I felt I did trust in Christ alone for salvation; and an assurance was given me that
He had taken away my sins, even mine, and saved me from the law of sin and death.” 1
Scholars and historians still debate what precisely happened to Wesley that night. What is clear is that, at some deep level, Wesley really heard the central truth of the Reformation: namely, that we are justified through the completed work of Jesus Christ on the cross of Calvary. We cannot add to that work. It is no mistake that Wesley’s transformation came as he listened to someone reading Martin Luther’s preface to the book of Romans. Martin Luther had experienced a similar conversion in his so called “tower experience” in the Augustinian Black Cloister in Wittenburg. As Luther read Paul’s words in Romans 1:17 on the way the righteousness of God is revealed through faith, he recalled: “I felt myself born anew and to enter through open gates into paradise itself!”

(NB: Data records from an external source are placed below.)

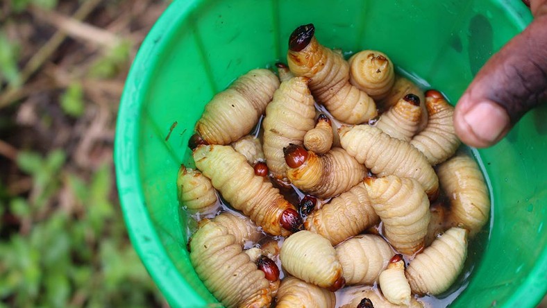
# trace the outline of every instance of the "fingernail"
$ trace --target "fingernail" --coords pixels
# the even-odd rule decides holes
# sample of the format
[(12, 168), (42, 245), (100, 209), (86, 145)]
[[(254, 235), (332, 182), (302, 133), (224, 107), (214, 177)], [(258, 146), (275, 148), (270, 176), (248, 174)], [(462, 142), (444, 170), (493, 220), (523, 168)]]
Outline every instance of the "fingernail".
[(464, 114), (475, 135), (484, 142), (495, 142), (509, 125), (509, 115), (503, 107), (490, 101), (479, 103)]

This emphasis on conversion was re-discovered in the Reformation, and by Wesley’s day, was a vital feature of the pietistic movement. Finally, conversion experiences became fully embedded in Methodism because of Wesley’s own experience, and later, through the strong emphasis on revival preaching and conversion in the camp meetings and in the frontier church planting work of American Methodism.
1 The Works of John Wesley, 3rd ed., vol. 5, First Series of Sermons (1-39), Journal Entry, May 24, 1738 (Grand Rapids: Baker Books, 2007), 103.